During floor debate on the bill, Sen. Dan Coats, R-Ind., who had previously served in the Senate before Reid became majority leader in 2007, expressed his frustration over blocked GOP amendments, saying: "This is 100 percent different from the time I was here last time."

Reid responded that the changes were because Republicans had abused the filibuster and engaged in unprecedented obstruction of Senate business. But his digging in made Republicans even angrier -- Sen. Kelly Ayotte, R-N.H., who, like Coats, was one of six Republicans who voted to consider the bill, hinted that it might change their minds.

"I voted in good faith," Ayotte said, before another attempt to get her amendment considered failed on a 42-54 vote.
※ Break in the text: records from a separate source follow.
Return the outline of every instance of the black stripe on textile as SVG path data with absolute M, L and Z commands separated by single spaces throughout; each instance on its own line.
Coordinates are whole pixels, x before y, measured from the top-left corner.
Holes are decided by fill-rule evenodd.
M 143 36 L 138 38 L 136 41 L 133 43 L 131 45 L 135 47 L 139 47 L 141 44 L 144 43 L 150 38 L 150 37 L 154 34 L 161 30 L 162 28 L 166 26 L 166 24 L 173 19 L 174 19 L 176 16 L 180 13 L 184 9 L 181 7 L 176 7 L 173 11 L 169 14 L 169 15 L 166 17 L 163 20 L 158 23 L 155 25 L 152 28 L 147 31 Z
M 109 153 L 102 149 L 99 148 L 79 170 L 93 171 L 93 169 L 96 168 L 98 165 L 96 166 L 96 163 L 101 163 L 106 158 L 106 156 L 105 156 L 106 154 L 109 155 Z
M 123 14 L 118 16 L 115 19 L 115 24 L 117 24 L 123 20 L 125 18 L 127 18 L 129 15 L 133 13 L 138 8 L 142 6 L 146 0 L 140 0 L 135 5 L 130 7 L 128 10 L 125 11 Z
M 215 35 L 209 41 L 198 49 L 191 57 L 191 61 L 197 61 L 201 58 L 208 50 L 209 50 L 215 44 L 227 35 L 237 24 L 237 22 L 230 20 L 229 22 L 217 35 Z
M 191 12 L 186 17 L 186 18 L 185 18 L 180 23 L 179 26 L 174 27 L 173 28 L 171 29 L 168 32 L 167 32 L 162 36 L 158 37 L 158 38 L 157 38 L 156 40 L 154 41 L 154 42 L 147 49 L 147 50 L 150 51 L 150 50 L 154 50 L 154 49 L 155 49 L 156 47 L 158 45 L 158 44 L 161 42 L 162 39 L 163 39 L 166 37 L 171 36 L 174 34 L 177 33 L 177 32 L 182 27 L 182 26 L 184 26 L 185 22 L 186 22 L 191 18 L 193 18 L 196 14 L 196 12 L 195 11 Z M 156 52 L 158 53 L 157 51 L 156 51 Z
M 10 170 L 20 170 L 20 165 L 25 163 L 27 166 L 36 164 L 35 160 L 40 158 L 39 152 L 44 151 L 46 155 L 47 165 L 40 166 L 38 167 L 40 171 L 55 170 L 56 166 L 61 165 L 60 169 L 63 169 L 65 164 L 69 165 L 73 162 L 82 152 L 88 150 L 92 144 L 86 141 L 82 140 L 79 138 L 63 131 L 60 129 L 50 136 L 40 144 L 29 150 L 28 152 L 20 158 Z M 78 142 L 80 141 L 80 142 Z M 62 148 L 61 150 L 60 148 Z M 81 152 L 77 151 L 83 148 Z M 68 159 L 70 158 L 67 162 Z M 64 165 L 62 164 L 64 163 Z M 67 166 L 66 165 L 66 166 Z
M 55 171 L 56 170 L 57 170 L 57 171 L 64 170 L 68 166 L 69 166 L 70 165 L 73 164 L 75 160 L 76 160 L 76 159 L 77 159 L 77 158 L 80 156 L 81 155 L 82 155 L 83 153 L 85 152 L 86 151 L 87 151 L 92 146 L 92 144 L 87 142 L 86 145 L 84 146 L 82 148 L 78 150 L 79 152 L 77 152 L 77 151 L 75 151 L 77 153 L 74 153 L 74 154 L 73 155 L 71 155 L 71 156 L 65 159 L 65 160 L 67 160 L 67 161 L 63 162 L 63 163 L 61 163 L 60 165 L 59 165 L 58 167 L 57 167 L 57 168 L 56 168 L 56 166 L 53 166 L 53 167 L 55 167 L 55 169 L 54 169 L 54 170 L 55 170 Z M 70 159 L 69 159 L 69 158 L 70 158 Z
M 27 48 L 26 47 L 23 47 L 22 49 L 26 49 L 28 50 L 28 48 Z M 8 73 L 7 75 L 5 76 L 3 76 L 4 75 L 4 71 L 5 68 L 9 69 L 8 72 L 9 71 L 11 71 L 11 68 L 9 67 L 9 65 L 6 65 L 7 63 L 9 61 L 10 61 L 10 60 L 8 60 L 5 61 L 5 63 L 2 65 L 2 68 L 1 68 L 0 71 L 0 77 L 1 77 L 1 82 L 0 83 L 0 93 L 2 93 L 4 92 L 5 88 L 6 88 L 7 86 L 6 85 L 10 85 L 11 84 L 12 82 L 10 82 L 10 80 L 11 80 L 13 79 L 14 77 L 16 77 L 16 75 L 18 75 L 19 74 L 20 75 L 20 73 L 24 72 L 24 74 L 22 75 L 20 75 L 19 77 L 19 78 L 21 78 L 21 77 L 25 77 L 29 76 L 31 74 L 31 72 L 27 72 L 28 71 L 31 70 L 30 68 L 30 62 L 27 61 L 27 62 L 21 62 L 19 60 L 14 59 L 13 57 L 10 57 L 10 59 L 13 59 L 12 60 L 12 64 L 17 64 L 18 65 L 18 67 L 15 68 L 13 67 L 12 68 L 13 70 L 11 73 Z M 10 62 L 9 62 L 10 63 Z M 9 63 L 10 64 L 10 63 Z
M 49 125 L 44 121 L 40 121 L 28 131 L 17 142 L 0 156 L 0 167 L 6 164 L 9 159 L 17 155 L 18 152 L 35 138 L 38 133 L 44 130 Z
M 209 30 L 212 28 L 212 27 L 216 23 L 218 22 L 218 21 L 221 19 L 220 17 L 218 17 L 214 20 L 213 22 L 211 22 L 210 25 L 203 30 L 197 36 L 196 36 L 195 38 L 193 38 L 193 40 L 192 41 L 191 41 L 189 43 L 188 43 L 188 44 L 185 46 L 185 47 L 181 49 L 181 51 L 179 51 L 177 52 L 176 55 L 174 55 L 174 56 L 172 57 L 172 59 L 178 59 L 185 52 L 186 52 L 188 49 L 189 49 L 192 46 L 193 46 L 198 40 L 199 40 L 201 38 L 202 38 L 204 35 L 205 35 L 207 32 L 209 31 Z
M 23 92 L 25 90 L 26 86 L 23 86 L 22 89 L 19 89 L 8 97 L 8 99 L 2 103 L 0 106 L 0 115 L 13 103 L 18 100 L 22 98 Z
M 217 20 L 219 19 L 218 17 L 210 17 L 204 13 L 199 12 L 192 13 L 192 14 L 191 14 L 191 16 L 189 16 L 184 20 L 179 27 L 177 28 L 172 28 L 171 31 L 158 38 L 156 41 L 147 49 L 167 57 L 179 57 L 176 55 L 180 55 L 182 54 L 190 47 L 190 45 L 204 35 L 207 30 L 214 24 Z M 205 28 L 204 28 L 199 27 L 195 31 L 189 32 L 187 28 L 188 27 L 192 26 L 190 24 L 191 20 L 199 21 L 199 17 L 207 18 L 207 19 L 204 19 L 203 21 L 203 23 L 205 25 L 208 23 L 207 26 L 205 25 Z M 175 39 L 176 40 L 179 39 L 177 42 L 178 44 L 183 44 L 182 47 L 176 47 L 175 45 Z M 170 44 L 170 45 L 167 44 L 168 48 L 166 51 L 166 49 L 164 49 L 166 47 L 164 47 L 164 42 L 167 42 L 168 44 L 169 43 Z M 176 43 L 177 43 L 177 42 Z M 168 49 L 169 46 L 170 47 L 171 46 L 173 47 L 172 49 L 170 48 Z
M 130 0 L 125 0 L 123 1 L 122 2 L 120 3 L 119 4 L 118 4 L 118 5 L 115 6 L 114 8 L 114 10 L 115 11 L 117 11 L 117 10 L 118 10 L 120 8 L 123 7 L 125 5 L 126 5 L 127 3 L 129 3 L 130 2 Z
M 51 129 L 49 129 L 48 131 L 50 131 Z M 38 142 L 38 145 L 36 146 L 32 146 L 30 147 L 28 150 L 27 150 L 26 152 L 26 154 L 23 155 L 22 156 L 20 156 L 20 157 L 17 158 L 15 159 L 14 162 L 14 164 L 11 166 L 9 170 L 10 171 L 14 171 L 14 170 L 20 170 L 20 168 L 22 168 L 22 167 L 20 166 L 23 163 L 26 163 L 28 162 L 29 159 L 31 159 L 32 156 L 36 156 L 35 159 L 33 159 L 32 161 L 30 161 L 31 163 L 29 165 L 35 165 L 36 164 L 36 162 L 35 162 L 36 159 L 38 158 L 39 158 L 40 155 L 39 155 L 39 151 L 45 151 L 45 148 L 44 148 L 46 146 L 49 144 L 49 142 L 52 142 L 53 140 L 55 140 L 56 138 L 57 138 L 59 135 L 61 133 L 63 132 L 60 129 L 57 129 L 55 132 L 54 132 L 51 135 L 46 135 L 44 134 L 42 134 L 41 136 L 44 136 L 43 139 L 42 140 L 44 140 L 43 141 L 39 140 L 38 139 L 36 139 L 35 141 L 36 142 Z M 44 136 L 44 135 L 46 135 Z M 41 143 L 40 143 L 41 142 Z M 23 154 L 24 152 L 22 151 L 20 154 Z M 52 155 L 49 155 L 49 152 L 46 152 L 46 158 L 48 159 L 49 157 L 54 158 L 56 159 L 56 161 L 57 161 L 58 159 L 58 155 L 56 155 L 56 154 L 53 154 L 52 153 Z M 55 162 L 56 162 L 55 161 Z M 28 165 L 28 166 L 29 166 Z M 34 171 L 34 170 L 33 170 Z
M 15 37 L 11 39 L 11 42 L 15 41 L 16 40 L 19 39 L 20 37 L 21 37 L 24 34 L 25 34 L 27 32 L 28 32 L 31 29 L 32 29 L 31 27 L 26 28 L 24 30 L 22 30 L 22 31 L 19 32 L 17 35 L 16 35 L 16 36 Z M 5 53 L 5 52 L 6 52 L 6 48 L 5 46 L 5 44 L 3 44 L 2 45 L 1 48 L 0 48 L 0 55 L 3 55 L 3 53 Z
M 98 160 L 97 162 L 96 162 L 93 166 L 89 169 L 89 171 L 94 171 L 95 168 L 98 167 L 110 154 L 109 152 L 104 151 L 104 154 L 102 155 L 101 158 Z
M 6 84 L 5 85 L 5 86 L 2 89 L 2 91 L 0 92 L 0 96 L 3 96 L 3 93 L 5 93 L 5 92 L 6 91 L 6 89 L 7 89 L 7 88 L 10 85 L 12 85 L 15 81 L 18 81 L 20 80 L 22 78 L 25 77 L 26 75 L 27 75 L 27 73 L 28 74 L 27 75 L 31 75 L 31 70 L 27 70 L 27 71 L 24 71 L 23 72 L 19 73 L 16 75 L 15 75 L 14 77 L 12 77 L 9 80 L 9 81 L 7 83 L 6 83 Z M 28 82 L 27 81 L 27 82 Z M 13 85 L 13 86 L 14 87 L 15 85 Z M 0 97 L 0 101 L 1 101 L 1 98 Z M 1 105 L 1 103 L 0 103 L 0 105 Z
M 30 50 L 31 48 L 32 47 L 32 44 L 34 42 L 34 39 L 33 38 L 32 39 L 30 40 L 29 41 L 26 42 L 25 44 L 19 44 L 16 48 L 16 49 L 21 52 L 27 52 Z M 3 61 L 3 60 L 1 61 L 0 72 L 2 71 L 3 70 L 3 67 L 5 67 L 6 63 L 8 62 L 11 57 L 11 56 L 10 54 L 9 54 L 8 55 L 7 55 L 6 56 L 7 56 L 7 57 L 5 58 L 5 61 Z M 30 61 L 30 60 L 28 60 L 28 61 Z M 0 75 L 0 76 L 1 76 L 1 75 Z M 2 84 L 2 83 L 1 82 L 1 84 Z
Meanwhile, Republican leader Mitch McConnell of Kentucky -- with an eye to the upcoming congressional elections -- on Wednesday made a plea during floor debate for a restoration of the committee and amendment process, along with the rule allowing filibusters.

"The real problem has been a growing lack of confidence in the Senate’s ability to mediate the tensions and disputes we’ve always had around here. ... For the good of the country, we need to work together to restore the Senate to its purpose," he said.